GW Board of Trustees chair says the future of universities is to “teach students to learn.”
When Nelson A. Carbonell, B.S. ’85, started his first job in engineering as a young college graduate, he quickly realized one thing— he had a lot to learn.
“I didn’t know anything useful because technology was moving at such a rapid pace,” said Mr. Carbonell, now the chair of the George Washington University Board of Trustees. “But my employer didn’t care what I knew, he cared about my ability to learn new skills.”
Mr. Carbonell charged universities in the future to “teach students to learn” during a panel discussion Wednesday before an audience of higher education leaders and policymakers at the National Press Club.
The conversation, moderated by Jeff Selingo, a contributing editor at the Chronicle of Higher Education, was part of the Thought Leader Summit, a two-day National Education Week conference on the state of education featuring a keynote address from Sen. Cory Booker (D-N.J.).
Mr. Carbonell, Sabrina Kay, entrepreneur and Fremont College chancellor and CEO, and Susan Aldridge, president of Drexel University Online, examined big-picture issues affecting higher education in the future from the structure of the traditional university to the disruptive power of technology.
Mr. Selingo kicked off the discussion with a broad question, “What will higher education look like in 10 years?”
The panelists agreed that technology had drastically changed the structure and services offered by universities—and would continue to do so.
Dr. Aldridge said that universities should continue to adapt to the learning styles of tech savvy students and change the “mode of delivery” for content. On average, Drexel students show up to campus with seven different personal tech devices, she said.
“They’re multitasking—this is how they learn,” Dr. Aldridge said. “We know that when we give them really rich, robust media experiences and exercises, they spend four times the amount of time on those exercises.
“The students are demanding more and more online courses,” she added.
For Ms.

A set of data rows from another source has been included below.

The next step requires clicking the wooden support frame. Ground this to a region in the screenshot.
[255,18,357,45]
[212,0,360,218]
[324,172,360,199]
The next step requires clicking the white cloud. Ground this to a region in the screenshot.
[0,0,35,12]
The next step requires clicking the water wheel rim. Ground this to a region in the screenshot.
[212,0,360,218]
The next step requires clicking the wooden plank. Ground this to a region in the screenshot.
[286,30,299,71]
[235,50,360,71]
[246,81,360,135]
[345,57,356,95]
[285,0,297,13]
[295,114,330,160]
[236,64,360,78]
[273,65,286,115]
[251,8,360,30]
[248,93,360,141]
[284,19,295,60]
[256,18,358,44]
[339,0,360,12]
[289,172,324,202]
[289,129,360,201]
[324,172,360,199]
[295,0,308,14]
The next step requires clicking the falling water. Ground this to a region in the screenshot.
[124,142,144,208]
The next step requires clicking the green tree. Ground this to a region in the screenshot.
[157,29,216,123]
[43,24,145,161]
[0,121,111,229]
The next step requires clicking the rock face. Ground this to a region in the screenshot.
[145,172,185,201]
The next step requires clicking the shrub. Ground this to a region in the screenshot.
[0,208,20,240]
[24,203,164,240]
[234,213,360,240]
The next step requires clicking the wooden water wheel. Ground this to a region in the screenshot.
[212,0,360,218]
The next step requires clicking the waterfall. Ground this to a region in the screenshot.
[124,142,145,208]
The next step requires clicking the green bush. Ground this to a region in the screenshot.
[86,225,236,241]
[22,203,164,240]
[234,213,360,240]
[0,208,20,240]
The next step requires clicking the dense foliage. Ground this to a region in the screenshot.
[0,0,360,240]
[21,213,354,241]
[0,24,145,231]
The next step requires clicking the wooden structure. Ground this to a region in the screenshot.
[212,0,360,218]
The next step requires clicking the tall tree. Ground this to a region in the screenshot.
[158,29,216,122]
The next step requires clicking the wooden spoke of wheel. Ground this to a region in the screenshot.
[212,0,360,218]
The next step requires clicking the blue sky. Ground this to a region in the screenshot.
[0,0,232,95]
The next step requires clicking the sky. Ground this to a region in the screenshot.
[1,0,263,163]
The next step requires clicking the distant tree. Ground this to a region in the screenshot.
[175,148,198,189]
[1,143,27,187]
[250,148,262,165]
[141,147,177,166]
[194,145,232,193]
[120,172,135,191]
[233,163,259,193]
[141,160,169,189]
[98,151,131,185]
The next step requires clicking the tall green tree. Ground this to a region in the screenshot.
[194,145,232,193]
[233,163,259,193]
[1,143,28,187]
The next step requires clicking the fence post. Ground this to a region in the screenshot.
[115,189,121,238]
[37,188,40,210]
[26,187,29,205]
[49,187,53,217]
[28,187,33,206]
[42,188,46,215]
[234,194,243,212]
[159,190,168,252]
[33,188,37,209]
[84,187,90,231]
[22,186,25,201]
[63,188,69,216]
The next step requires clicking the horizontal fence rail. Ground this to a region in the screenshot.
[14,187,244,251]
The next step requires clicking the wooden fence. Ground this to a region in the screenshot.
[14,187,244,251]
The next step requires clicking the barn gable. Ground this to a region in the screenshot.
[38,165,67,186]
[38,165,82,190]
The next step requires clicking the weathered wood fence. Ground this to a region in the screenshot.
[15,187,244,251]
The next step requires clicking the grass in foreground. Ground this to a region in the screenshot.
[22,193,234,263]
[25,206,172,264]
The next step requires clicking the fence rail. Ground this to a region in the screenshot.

Kay, the shift toward technology and online coursework is indicative of a shift toward a nontraditional educational training experience such as those offered to students through extension and continuing education programs with flexible scheduling and short-term completion. She said that the end goal is to curate programs that partner with employers to improve students’ job prospects.
According to Ms. Kay, employers want workers who can “talk, think and show up.”
“Employers are our ultimate customers because students can get knowledge anywhere. So content means nothing,” Ms. Kay said. “The motives have changed from 10 years ago where students used to say, ‘I want to be an expert in my field and help people.’ Now they are saying, ‘I want to be more financially successful.’”
Mr. Carbonell said that GW offers both the quintessential “college experience” that trains young adults to be active, engaged citizens and flexible programs for nontraditional student populations, such as the more than 1,000 veterans, military service members and their families who attend the university.
He pointed to the School of Nursing’s newly developed online M.S.N. and D.N.P. programs as an example of using innovation to produce graduates who can serve communities where they are needed. He said the programs allow nurses in rural parts of Virginia that have a shortage of nurses to stay and work in their communities while completing an online degree at GW.
“They’ve done so much of their work online that they’ve been able to stay in their community,” Mr. Carbonell said. “I think that’s where you are going to see innovation—where it matters to do this type of innovation and not just doing it because we can.”
He added that innovation within and institutional collaboration that allows sharing of faculty, resources and materials are keys to helping students prepare for the workforce.
“Employers say, ‘give me someone who can learn what I need them to learn, when I need them to learn it,’” Mr. Carbonell said. “As universities, an inability to change will hurt us more than anything.”